Há mais coisas em comum entre os pontas e os poetas do que sonha a nossa vã aposentadoria


Numa simpática praça de uma simpática cidade do interior, os dois sentam no mesmo banco. Depois de algum silêncio, o de cabelos brancos diz ao sem cabelo:
- Eu era ponta.
- Eu era poeta.
- Todo fim de semana esta cidade falava de mim. Das minhas jogadas, dos meus dribles...
- Eu era convidado de honra em todos os velórios. Iam me buscar em casa para discursar sobre o finado. Se juntassem todas as lágrimas que eu fiz derramar, dava um oceano.
- Também já fiz muita gente chorar. Os torcedores adversários. De raiva.
- Minha especialidade eram os versos alexandrinos. Sáficos ou heroicos. Dominava os dois.
- O que eu fazia melhor era cruzamento. De direita ou de canhota. Ah, que coisa linda... Todo mundo olhando para o céu, a bola descaindo de repente, na cabeça do centroavante. Já fiz a glória de muito cabeça de bagre que só tinha tamanho.
- No meu tempo não tinha esse negócio de verso branco.
- No meu, ala só existia em escola de samba.
- Era a estrela nos saraus. As donzelas suspiravam quando eu declamava.
- Nos bailes, a mão suada das moças...
- Eu recebia bilhetinhos.
- Até mulher casada me piscava o olho.
- O grande momento da noite era quando eu fazia umas quadrinhas de improviso.
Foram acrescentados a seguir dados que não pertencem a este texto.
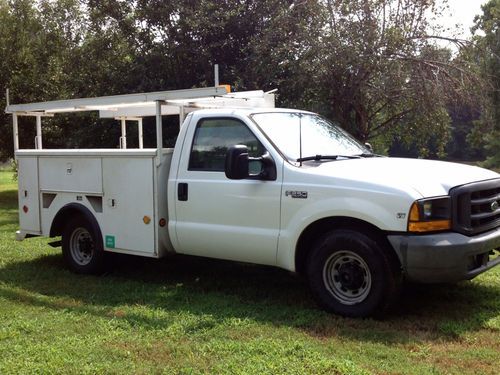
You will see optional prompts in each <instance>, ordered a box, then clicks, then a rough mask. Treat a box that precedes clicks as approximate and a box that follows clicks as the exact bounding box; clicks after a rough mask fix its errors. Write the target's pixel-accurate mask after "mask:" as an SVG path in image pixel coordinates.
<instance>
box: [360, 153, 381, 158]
mask: <svg viewBox="0 0 500 375" xmlns="http://www.w3.org/2000/svg"><path fill="white" fill-rule="evenodd" d="M356 156H359V157H362V158H379V157H380V155H377V154H374V153H373V152H363V153H362V154H358V155H356Z"/></svg>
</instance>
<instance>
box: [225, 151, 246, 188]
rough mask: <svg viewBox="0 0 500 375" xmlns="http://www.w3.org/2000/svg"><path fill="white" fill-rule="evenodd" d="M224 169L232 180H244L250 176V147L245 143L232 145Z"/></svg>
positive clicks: (229, 178) (226, 154) (227, 154)
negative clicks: (243, 144)
mask: <svg viewBox="0 0 500 375" xmlns="http://www.w3.org/2000/svg"><path fill="white" fill-rule="evenodd" d="M224 171H225V172H226V177H227V178H229V179H231V180H242V179H244V178H247V177H248V147H247V146H244V145H236V146H232V147H230V148H229V149H228V150H227V153H226V164H225V168H224Z"/></svg>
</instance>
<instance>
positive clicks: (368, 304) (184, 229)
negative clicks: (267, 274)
mask: <svg viewBox="0 0 500 375" xmlns="http://www.w3.org/2000/svg"><path fill="white" fill-rule="evenodd" d="M221 90H222V91H221ZM204 108H208V109H204ZM82 110H99V111H100V112H99V113H100V115H101V117H114V118H116V119H118V120H121V124H122V137H121V138H120V147H121V148H120V149H96V150H89V149H86V150H68V149H65V150H45V149H43V148H42V142H41V136H42V134H41V119H42V117H44V116H52V115H54V114H56V113H59V112H73V111H82ZM6 112H8V113H12V114H13V118H14V143H15V148H16V152H15V155H16V159H17V161H18V166H19V212H20V214H19V215H20V216H19V220H20V227H21V228H20V231H18V233H17V236H18V239H20V240H21V239H23V238H25V237H27V236H40V235H43V236H49V237H55V236H60V235H62V241H60V242H59V243H57V242H56V245H59V244H60V243H61V242H62V252H63V255H64V258H65V260H66V262H67V264H68V266H69V267H70V268H71V269H72V270H74V271H76V272H79V273H97V272H101V271H102V269H103V267H104V265H105V258H106V257H107V254H108V253H126V254H134V255H140V256H147V257H155V258H160V257H162V256H164V255H166V254H167V253H179V254H190V255H197V256H204V257H213V258H220V259H230V260H234V261H240V262H251V263H257V264H265V265H272V266H276V267H281V268H284V269H286V270H290V271H293V272H297V273H299V274H303V275H305V276H306V277H307V280H308V282H309V285H310V288H311V290H312V293H313V294H314V296H315V298H316V299H317V301H318V302H319V304H320V305H321V306H322V307H323V308H325V309H326V310H328V311H331V312H335V313H338V314H341V315H346V316H355V317H362V316H369V315H373V314H379V313H380V312H382V311H384V309H385V308H386V307H387V306H388V305H389V304H390V302H391V301H393V299H394V296H395V295H396V293H397V290H398V286H399V284H400V282H401V281H402V280H403V279H408V280H412V281H416V282H423V283H436V282H456V281H459V280H465V279H472V278H473V277H475V276H477V275H479V274H480V273H482V272H484V271H486V270H488V269H490V268H492V267H494V266H496V265H498V264H499V263H500V257H498V256H497V254H496V253H497V252H498V249H499V248H500V208H499V204H500V175H499V174H497V173H495V172H492V171H489V170H485V169H481V168H478V167H471V166H466V165H461V164H453V163H445V162H438V161H429V160H413V159H396V158H388V157H380V156H378V155H375V154H373V153H372V152H370V150H369V149H367V148H366V147H365V146H364V145H362V144H360V143H358V142H357V141H356V140H355V139H354V138H352V137H351V136H349V135H348V134H347V133H346V132H344V131H343V130H342V129H341V128H340V127H338V126H337V125H335V124H333V123H331V122H330V121H328V120H326V119H325V118H323V117H321V116H319V115H317V114H314V113H310V112H305V111H300V110H290V109H277V108H274V98H273V96H272V94H269V93H263V92H247V93H238V94H234V93H233V94H231V93H227V90H226V89H225V88H220V87H216V88H211V89H198V90H183V91H167V92H159V93H147V94H134V95H124V96H114V97H102V98H91V99H76V100H67V101H58V102H45V103H33V104H18V105H9V106H8V107H7V109H6ZM172 113H176V114H179V115H180V116H181V120H183V119H184V116H185V120H184V121H183V123H182V126H181V128H180V133H179V135H178V138H177V142H176V145H175V148H173V149H168V148H163V144H162V116H163V115H166V114H172ZM152 115H154V116H156V131H157V144H156V146H157V147H156V148H148V149H144V148H142V131H141V127H139V148H134V149H131V148H127V146H126V141H127V137H126V126H125V123H126V121H138V122H139V124H141V121H142V117H145V116H152ZM19 116H34V117H36V120H37V121H36V123H37V137H36V142H35V145H36V149H34V150H26V149H24V150H21V149H19V141H18V136H17V133H18V123H17V121H18V117H19ZM129 143H130V142H129Z"/></svg>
O poeta fica de pé e declama: "Ficará em minha memória, esta noite quente e brumosa, não por riqueza ou glória, mas por tanta moça fremosa".
O ponta bate palmas. O poeta senta e lamenta:
- Fremosa nem está mais no dicionário...
O ponta faz embaixadas imaginárias.
- Pediam para fazer lelê com todo tipo de coisa. Tampinha de garrafa, rolha de champanhe, uma vez apareceu até uma dentadura.
O poeta ri, mostrando a sua. Depois conta:
- Cheguei a ganhar uma medalha do prefeito. Vinha escrito "Emérito cidadão".
- Também ganhei essa medalha. Foi depois da final do campeonato do Vale. Fiz um gol e dei passe para o terceiro. Pensei que era de ouro, mas quando fui empenhar...
- O mundo mudou. Hoje não tem mais poeta.
- Nem ponta.
Os dois ficam sentados por algum tempo em silêncio, até que um deles, o ponta sendo poeta ou poeta pensando como ponta, diz:
- Noventa minutos passam tão rápido que a gente nem percebe.